On Fri, 15 May 2020 at 07:10, Brandt Bucher <brandtbucher@gmail.com> wrote:
This whole sub-thread of discussion has left me very confused. Was anything unclear in the PEP's phrasing here? If so, I'd like to improve it. The original quote is: "The goal here is not just to provide a way to catch bugs, but to also make it easy (even tempting) for a user to enable the check whenever using `zip` at a call site with this property."

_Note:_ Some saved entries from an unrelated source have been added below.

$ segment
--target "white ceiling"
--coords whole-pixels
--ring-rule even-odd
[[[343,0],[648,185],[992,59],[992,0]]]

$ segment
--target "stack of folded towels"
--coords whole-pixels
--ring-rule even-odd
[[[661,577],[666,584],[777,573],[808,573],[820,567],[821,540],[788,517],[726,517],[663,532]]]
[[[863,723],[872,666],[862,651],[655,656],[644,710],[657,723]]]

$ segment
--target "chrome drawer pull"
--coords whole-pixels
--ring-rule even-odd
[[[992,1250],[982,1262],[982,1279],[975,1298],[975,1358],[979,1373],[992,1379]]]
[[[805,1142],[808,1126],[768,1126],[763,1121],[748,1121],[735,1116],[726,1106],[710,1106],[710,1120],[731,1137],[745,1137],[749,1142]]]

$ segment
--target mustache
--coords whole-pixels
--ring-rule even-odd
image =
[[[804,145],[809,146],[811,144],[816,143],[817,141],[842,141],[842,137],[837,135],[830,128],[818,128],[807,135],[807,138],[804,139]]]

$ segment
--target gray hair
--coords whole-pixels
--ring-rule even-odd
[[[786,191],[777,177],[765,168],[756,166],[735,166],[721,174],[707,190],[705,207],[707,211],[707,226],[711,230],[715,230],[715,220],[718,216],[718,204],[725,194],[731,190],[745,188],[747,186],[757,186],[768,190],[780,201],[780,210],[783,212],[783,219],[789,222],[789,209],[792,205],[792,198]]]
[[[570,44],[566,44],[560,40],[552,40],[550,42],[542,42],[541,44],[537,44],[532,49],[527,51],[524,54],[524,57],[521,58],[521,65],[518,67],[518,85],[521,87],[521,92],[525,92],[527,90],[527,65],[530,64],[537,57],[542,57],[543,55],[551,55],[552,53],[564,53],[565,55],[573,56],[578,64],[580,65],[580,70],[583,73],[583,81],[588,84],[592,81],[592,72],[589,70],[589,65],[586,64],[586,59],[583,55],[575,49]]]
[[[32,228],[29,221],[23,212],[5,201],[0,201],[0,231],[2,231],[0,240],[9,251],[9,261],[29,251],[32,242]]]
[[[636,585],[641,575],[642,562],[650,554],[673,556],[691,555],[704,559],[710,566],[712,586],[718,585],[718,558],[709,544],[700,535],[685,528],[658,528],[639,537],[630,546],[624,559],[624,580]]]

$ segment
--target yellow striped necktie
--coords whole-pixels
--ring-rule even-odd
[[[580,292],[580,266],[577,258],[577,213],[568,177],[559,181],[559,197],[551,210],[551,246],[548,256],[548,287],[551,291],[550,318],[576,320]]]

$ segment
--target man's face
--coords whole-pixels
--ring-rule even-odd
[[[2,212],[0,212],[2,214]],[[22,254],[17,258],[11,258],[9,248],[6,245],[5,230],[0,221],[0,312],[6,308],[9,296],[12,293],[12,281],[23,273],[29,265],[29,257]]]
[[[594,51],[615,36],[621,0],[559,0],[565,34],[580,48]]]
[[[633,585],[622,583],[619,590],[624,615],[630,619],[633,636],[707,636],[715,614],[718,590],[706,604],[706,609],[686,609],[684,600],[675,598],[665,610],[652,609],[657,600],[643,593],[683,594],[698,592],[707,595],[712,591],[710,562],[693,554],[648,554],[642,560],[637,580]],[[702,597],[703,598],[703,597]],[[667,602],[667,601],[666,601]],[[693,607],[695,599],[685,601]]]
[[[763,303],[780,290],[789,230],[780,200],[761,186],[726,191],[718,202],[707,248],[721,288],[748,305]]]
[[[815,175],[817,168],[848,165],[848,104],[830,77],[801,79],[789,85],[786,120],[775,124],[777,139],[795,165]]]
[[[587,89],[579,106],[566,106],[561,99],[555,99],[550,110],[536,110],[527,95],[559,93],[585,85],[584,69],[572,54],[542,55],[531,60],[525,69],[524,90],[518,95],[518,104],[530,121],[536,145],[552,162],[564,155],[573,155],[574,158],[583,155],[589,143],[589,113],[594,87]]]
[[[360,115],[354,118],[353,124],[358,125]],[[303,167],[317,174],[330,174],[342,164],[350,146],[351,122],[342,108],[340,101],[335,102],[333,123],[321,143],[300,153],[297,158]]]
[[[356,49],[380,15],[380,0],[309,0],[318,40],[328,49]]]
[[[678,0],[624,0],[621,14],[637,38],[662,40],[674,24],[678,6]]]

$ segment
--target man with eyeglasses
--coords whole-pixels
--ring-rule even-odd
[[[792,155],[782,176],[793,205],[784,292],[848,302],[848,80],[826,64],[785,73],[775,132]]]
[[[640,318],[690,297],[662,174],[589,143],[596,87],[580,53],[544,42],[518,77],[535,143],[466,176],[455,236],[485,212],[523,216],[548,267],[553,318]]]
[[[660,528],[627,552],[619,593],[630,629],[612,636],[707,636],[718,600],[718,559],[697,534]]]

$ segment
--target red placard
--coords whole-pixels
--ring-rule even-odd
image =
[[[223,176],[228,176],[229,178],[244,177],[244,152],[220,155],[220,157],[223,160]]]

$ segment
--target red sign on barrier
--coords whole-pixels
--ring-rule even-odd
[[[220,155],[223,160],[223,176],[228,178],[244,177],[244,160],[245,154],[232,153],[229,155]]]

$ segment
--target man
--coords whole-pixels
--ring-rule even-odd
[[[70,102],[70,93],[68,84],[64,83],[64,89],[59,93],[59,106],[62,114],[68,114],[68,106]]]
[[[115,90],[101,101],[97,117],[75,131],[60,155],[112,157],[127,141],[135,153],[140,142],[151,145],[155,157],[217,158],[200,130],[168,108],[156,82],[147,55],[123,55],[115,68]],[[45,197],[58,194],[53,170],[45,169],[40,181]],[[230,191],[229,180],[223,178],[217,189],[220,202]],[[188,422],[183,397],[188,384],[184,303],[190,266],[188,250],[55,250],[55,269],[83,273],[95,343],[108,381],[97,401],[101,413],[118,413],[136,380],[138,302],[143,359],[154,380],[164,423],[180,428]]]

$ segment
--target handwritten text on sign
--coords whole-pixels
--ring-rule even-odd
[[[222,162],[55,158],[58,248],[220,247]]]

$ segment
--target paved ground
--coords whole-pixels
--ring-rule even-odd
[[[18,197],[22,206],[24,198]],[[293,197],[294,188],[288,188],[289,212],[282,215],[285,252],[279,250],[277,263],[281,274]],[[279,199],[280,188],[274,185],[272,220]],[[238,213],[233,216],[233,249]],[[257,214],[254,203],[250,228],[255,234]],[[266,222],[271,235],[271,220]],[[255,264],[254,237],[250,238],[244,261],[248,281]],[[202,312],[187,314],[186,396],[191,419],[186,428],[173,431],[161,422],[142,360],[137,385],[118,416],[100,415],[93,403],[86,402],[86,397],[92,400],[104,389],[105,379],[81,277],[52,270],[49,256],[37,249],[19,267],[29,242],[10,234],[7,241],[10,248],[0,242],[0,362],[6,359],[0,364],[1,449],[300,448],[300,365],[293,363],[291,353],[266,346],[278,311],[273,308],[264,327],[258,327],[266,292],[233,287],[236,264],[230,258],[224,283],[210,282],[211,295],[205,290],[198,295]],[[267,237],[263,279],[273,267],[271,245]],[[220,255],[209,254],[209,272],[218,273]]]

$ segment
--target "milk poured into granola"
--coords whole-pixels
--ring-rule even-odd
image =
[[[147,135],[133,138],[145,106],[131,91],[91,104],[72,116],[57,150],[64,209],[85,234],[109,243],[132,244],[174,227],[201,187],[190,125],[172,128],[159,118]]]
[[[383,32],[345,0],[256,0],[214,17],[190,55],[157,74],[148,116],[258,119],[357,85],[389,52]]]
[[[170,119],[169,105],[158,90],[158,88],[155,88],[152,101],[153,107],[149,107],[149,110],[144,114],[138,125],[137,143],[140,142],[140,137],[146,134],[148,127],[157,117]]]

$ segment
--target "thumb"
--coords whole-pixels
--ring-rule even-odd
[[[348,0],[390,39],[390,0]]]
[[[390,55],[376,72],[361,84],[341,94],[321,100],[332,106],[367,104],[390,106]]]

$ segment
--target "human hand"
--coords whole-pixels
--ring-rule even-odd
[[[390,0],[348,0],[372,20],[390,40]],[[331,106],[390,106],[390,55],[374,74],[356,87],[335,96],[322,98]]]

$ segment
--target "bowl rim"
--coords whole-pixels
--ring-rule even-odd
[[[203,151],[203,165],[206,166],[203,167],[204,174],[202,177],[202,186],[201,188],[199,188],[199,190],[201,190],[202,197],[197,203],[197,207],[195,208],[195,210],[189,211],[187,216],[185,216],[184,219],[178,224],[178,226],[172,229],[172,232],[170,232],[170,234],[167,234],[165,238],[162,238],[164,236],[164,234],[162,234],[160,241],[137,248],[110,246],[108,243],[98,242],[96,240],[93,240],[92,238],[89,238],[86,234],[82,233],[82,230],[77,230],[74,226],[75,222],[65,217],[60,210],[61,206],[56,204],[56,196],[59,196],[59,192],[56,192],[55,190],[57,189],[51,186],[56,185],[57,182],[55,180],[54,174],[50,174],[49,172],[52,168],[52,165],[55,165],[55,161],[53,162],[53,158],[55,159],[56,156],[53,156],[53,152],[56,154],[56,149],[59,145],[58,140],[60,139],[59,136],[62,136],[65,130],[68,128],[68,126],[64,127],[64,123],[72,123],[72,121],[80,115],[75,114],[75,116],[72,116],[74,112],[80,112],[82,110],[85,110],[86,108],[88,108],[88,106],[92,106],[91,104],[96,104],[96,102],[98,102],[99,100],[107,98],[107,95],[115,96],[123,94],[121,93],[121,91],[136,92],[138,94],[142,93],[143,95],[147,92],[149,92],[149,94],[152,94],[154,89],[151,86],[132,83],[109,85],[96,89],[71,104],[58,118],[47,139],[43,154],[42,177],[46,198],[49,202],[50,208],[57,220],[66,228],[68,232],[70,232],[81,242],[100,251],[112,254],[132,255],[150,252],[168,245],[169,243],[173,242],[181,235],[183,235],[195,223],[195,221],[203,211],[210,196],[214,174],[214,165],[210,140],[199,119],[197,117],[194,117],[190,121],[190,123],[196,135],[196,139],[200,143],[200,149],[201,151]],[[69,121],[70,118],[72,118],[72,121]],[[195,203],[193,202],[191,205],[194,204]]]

It's not unclear, I'm just not sure I agree with the goal, and I'm not sure the proposal achieves that goal: I note that the PEP makes no mention in the rationale of the goal to make it "tempting" to use the flag. It's *only* mentioned as a reason to reject the itertools option. If you want to use that argument, you should explicitly state (and justify) the goal of making use of the flag "tempting" in the rationale for the feature. If it's not part of the rationale, your argument against an itertools function is weak (arguably flawed). My problems with the argument for rejection are: 1. Why do we want to "tempt" people to error when handling mismatched lengths? Certainly letting people catch errors easily is worthwhile, but rejecting arguments of different lengths may well *not* be an error ("be lenient in what you accept" is a well-known principle, even if not something that everyone agrees on in all cases). 2. I find "mode switch" arguments ugly, and I could even argue difficult to maintain (I can't easily use grep to check whether I missed any cases that I wanted to make strict). So I'm not tempted to use one - rather the opposite, it puts me off. (Note that I'm *not* arguing "mode switches are wrong", but rather that a mode switch makes the functionality "more tempting"). 3. I'm not even that sure it's easy to discover - a key factor in making it something people will use when needed. People who know of zip and zip_longest would naturally look for a zip_strict, not for a mode argument. (Yes, this is not a strong point - *nobody* can really tell what people in general will find "easy" - but it does at least reflect *my* thought processes). I do agree that a builtin is more "tempting" to use than a stdlib function (it's not logical, but I can see that people think that way - I do myself). What I don't agree with is that "tempting" is a goal that we want, or that being a builtin is sufficiently important to justify the downsides of a mode flag. We may just have to agree to differ, and leave the final decision to the SC. But let's at least be clear about the goals up front in the rationale section. Paul PS Despite my reservations, this is a well-reasoned and well presented PEP - you've put a lot of work into it, and it shows. Thanks!